Up against the clock - but achievement is on course

17th December 1999 at 00:00
Neil Munro summarises the findings of the first report from HMI to cover

national and education authority targets.

SCHOOLS have made some progress towards meeting 2001 targets for 5-14, Standard grades and Highers - but their performance so far makes the targets in some areas well-nigh impossible in the time set.

The report from HMI's audit unit shows that, on the measure of five Standard grades and two Highers, schools are between 1 per cent and 3 per cent adrift of the targets. But the figures show that current progress, based on the average performance of fourth-year pupils from 1997-99, has hardly budged compared with the starting levels calculated over 1995-97.

Nearest the target of 94.1 per cent is the 93.1 per cent who have at least a Standard grade 6 in English, the one secondary exam measure almost certain to be achieved. Overall progress with Standard grade is described as "promising" but little advance is evident at Higher.

The summary tables, which name authorities but not schools, also provide information on 5-14 attainment which shows exactly the reverse of the other measures - more progress beyond starting levels but with much more ground to make up.

In primaries, 73.1 per cent are at their expected 5-14 levels for reading, four points behind the target. Pupils are also four points below the maths target of 80.6 per cent. But in writing, the subject of a separate HMI report this week, only 60.4 per cent of pupils are at the right level, seven points behind the target.

Gaps in early secondary are, as expected, much more significant. The figure for pupils reaching level E in S2 is 46.2 per cent in reading (7.2 per cent below target), 39.5 per cent in writing (9 per cent below) and 43.3 per cent in maths (more than 11 per cent adrift).

The figures mean that, on present rates of improvement, only the 5-14 target in reading would be achieved in secondaries by 2001 although all three targets will be achieved in primary. HMI cautions, however, that the 5-14 results are self-reported by schools and are therefore not as "firm" as those for Standard grades and Highers.

The Inspectorate's cautious conclusion is that, since schools only had half the session to make an impact before they had to report their 5-14 results, and a year and a half for the other measures, "the rate of progress may be greater in future years".
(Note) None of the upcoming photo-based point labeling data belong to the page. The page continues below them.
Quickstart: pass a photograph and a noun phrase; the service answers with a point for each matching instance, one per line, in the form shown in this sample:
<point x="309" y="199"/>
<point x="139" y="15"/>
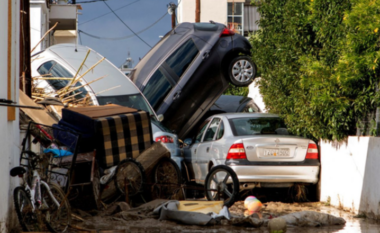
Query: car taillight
<point x="236" y="151"/>
<point x="164" y="139"/>
<point x="312" y="151"/>
<point x="227" y="32"/>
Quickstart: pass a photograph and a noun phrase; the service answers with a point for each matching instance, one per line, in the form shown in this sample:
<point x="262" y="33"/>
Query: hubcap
<point x="242" y="71"/>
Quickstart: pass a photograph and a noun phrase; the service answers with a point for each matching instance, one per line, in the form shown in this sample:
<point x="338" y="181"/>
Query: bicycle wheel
<point x="222" y="184"/>
<point x="129" y="177"/>
<point x="29" y="220"/>
<point x="58" y="218"/>
<point x="167" y="179"/>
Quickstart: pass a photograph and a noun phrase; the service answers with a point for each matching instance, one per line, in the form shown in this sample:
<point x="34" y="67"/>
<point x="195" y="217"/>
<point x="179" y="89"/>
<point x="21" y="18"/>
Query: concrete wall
<point x="350" y="174"/>
<point x="254" y="93"/>
<point x="215" y="10"/>
<point x="9" y="137"/>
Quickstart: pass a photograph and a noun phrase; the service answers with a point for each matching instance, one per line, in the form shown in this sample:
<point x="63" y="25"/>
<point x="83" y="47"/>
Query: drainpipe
<point x="197" y="11"/>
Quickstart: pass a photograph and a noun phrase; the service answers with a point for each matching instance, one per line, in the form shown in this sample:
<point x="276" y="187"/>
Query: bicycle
<point x="39" y="206"/>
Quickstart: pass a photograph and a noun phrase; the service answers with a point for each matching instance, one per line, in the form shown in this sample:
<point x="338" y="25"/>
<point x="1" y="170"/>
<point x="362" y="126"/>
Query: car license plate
<point x="276" y="152"/>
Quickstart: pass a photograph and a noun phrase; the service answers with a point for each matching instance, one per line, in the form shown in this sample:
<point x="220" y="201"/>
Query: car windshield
<point x="133" y="101"/>
<point x="258" y="126"/>
<point x="160" y="126"/>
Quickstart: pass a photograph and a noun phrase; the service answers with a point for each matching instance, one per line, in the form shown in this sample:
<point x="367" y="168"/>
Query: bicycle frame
<point x="35" y="190"/>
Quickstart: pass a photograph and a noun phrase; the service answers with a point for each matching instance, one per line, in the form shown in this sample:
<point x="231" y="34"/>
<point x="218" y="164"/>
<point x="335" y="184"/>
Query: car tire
<point x="241" y="71"/>
<point x="230" y="192"/>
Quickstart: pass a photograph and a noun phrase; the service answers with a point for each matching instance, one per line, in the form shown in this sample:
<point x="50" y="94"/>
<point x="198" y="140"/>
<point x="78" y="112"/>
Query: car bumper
<point x="277" y="174"/>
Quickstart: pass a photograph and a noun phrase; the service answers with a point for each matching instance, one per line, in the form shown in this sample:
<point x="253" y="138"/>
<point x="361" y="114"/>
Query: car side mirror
<point x="187" y="142"/>
<point x="160" y="118"/>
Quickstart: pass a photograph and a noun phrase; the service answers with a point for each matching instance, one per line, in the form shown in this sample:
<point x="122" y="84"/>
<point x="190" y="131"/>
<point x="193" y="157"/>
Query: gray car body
<point x="202" y="81"/>
<point x="201" y="156"/>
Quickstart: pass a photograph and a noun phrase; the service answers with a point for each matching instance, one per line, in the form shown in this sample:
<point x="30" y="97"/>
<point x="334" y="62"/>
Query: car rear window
<point x="182" y="57"/>
<point x="205" y="27"/>
<point x="258" y="126"/>
<point x="156" y="89"/>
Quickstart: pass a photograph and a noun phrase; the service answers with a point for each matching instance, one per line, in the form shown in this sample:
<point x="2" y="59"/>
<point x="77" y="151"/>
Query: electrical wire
<point x="127" y="25"/>
<point x="124" y="37"/>
<point x="108" y="12"/>
<point x="92" y="1"/>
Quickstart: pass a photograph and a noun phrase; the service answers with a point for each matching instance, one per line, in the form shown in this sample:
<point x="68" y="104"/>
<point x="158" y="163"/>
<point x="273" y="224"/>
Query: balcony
<point x="65" y="15"/>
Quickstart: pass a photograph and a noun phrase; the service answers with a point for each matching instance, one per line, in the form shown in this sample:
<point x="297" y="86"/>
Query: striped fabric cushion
<point x="122" y="136"/>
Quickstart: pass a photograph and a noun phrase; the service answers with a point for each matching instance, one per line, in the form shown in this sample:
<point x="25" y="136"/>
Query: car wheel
<point x="218" y="187"/>
<point x="241" y="71"/>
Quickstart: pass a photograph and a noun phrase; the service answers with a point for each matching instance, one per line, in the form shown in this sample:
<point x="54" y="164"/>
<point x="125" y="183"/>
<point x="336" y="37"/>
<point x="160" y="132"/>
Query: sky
<point x="97" y="19"/>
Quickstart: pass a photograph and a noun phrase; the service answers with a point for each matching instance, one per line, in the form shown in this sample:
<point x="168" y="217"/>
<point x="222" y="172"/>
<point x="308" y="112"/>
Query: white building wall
<point x="349" y="177"/>
<point x="38" y="24"/>
<point x="9" y="137"/>
<point x="215" y="10"/>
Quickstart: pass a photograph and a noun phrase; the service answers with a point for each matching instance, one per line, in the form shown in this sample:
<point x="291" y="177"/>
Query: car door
<point x="180" y="65"/>
<point x="205" y="154"/>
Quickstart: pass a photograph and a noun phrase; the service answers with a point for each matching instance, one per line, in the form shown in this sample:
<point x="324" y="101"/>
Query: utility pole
<point x="25" y="72"/>
<point x="197" y="11"/>
<point x="173" y="20"/>
<point x="171" y="11"/>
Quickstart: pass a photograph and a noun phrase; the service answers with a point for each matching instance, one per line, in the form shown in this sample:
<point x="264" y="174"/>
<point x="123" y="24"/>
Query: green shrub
<point x="318" y="62"/>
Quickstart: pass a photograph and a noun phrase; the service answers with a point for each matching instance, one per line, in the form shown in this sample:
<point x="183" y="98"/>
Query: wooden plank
<point x="11" y="110"/>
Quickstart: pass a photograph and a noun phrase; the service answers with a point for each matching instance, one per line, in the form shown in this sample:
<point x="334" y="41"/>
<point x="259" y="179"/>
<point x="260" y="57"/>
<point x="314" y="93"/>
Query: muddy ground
<point x="141" y="220"/>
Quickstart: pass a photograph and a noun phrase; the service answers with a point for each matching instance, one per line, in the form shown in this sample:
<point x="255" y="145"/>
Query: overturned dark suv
<point x="187" y="70"/>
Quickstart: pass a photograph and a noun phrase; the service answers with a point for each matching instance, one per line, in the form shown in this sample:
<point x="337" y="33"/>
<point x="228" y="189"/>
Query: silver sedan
<point x="257" y="146"/>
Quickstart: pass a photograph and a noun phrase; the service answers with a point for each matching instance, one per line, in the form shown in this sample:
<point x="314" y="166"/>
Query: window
<point x="252" y="126"/>
<point x="54" y="69"/>
<point x="210" y="133"/>
<point x="201" y="130"/>
<point x="182" y="57"/>
<point x="251" y="107"/>
<point x="235" y="15"/>
<point x="251" y="18"/>
<point x="156" y="89"/>
<point x="220" y="132"/>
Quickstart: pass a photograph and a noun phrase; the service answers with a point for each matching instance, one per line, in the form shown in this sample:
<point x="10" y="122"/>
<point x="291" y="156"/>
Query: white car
<point x="64" y="60"/>
<point x="256" y="146"/>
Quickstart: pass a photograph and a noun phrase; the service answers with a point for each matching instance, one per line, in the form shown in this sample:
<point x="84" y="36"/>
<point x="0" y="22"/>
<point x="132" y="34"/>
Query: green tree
<point x="318" y="62"/>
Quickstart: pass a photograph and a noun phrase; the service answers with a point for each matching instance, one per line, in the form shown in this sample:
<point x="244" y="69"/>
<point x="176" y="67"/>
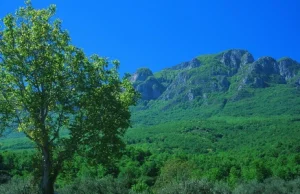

The figures in the report are not clear-cut with Standard grade and Higher results and targets couched as three-year averages - thereby disguising any one year of notable attainment (and differing from The TES Scotland's comparisons, reported three weeks ago). The 5-14 data and targets, on the other hand, are for single years and are susceptible to year-on-year fluctuations.

HMI says the tables provide no more than "early indications of the patterns of progress". Despite the cautionary notes, however, schools are urged to continue working towards the targets already set.

Douglas Osler, the senior chief inspector, has previously taken to task education authorities which allowed some schools to lower targets for unacceptable reasons and this week's report repeats the official view that changes to targets should be the exception where, for example, schools have closed or merged.

The inspectors' report indicates none the less that the current system is unlikely to survive, describing the initial cycle of target-setting as "very much a first step". Developments in assessment, value-added indicators and HMI's own monitoring arrangements are likely to lead to changes, they state.